TÜİK’in açıkladığı enflasyon rakamlarının gerçeği yansıtmadığını ifade eden Koçal, “Mutfak enflasyonu ile TÜİK’in enflasyon oranı arasında ciddi fark var. TÜİK bu oranları belirlerken nereden fiyat alıyor ise bize de bildirsin biz de oradan alışveriş yapalım. Mutfak yanıyor. TÜİK enflasyon hesaplamasında enflasyon sepetindeki ürünleri güncelliyor, fiyat artışı az olan ürünler hesaplamaya alınıyor, büyük ölçüde yapılan budur.” dedi.
Tüketici Hakları Derneği’nin yaptığı araştırmaya göre 90 gıdanın son bir yıllık fiyat artış ortalamasının yüzde 35,28 olduğunu belirten Koçal, 90 gıdanın piyasa fiyatlarının TÜİK’in belirlediği fiyatlardan çok daha yüksek olduğunu, piyasadaki gıda fiyatlarına göre asgari ücretlilerin satın alma gücünün de daha düşük olduğunu ekledi.
“TOPU TACA ATIYORLAR”
Piyasadaki fiyat artışlarının hepsine “fahiş fiyat” demenin doğru olmayacağını belirten Koçal, zamlara dair de şu değerlendirmelerde bulundu: “Olağanüstü dönemlerde maalesef fırsatçılar çıkıyor, özellikle döviz kurları yükseldiğinde. Ya da deprem, salgın hastalık gibi durumlarda.
Ülkede bir fahiş fiyat gerçeği var ancak bu çok belirleyici bir etken değil. Ticaret Bakanlığı bünyesinde Haksız Fiyat Değerlendirme Kurulu var ve fahiş fiyat şikayetlerini değerlendirerek gerekli yaptırımı uyguluyor. Son aylarda fiyatların artmasının nedeni ortada. Döviz kurlarındaki artış, buna bağlı olarak akaryakıt ve doğalgaza yapılan zamlar.”
“Ülke gerçeğine dönerek tarıma önem vermeliyiz.” diyen Koçal, üretim planlamalarının yapılarak çiftçilerin yeniden tarıma teşvik edilmesi gerektiğini söyledi. Koçal, “Teşvik için birçok tedbir alınmalı, çiftçinin traktörünü ahırdaki ineğini icra ile alırsanız çiftçiyi küstürürsünüz.

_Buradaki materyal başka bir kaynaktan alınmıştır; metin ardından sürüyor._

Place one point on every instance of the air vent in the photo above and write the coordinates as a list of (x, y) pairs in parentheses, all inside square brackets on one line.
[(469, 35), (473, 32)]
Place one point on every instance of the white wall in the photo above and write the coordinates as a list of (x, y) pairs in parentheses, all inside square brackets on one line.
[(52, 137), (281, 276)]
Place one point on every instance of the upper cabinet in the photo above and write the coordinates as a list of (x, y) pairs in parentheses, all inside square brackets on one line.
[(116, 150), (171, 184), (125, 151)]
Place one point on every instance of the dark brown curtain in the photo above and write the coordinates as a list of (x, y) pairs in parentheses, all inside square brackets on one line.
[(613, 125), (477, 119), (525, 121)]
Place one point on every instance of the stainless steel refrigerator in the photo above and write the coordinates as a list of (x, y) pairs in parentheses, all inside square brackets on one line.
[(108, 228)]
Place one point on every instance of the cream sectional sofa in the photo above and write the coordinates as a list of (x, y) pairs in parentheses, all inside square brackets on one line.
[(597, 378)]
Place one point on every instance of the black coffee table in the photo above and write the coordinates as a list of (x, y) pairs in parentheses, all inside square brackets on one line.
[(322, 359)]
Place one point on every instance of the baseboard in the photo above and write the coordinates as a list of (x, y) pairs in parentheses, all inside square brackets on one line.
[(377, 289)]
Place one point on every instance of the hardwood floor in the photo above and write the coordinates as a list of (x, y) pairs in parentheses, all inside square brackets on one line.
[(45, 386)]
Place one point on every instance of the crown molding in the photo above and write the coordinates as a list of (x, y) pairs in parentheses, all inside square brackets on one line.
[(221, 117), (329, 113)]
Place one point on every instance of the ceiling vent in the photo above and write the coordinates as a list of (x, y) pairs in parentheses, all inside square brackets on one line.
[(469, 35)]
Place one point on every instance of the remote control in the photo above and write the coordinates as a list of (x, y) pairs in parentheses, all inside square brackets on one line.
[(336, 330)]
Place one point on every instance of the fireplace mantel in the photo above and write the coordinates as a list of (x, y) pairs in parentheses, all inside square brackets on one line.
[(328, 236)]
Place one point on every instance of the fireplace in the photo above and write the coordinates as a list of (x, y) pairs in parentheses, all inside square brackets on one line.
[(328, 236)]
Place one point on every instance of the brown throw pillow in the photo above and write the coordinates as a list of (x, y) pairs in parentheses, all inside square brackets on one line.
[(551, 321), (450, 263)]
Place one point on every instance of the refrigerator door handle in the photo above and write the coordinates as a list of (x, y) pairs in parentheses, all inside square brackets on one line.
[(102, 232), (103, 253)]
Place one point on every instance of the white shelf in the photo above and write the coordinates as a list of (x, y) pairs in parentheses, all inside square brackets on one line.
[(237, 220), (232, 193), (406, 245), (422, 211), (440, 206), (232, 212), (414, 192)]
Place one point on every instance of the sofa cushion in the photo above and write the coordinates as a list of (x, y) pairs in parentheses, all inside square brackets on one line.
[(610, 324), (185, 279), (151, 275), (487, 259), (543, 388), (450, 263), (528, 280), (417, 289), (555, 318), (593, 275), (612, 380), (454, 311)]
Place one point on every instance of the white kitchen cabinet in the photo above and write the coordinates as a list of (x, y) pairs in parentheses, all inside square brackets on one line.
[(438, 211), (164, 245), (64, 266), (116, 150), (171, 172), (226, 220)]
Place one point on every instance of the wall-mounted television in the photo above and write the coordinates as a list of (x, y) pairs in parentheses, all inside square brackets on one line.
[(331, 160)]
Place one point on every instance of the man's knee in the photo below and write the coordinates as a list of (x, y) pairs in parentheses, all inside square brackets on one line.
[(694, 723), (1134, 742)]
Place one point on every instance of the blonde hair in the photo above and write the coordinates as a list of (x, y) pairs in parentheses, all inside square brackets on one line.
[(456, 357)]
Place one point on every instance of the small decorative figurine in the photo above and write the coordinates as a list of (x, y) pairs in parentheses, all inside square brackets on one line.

Çiftçi küserse maalesef tarımda dibe vururuz. Tarım ürünlerinde ithalatı sıfırlamak gerekir. İthal tarım ürünlerinin ülkemizde ekimini ve planlamasını yapmamız gerekiyor. İthalata yönelik bir politika yerine tam tersi ihracata yönelik bir politika izlemeliyiz. Sonuç olarak fahiş fiyat söylemleri topu taca atmaktır.” dedi.
“RAFLAR DOLU OLSA NE OLUR?”
Zamlarla birlikte bazı ürünlerin tedariğinde sorun yaşanacağını söyleyen Koçal, alım gücü zayıflayan tüketicilerin besin değeri yüksek ürünlere ulaşamayacağına işaret etti. Koçal şu değerlendirmelerde bulundu: “Fiyatlardaki bu artışlar merdiven altı dediğimiz ürün imalatı ve satışlarını artıracak. Bu ürünler tamamen sağlıksızdır. Hangi ortamda nasıl üretildiğini bilmiyoruz. Yine girdilerdeki maliyet yüksekliği nedeniyle piyasada taklit ürünler çoğalacak. Bu ürünler uzun vadede vatandaşlarımızda önüne geçilemeyen hastalıklara yol açabiliyor. O nedenle etkin ve etkili denetimle tüketicilerin sağlıklı, ekonomik ve besin değeri yüksek gıdaya ulaşmasının önü açılmalı. Bunun için de tüketicinin alım gücünü artırmak gerekiyor. Siz rafları doldurabilirsiniz ama tüketicinin alım gücü yok ise ne ile alacak? Şu anda spotçularda stok yığılması başladı. Vatandaş taksitle alıp peşin satarak nakit ihtiyacını karşılamaya başladı. Önlem alınmaz ise bu gidişatın sonu toplumsal sorunların çok ciddi bir boyuta çıkacağı da bir gerçektir. Artık tüketici tükeniyor, aç ve yoksul sayısı sürekli artıyor, zengini zengin yapacak bütçe değil, yoksulluğu ve açlığı yok edecek bütçe istiyoruz. Tükettikçe tükenmek istemiyoruz.”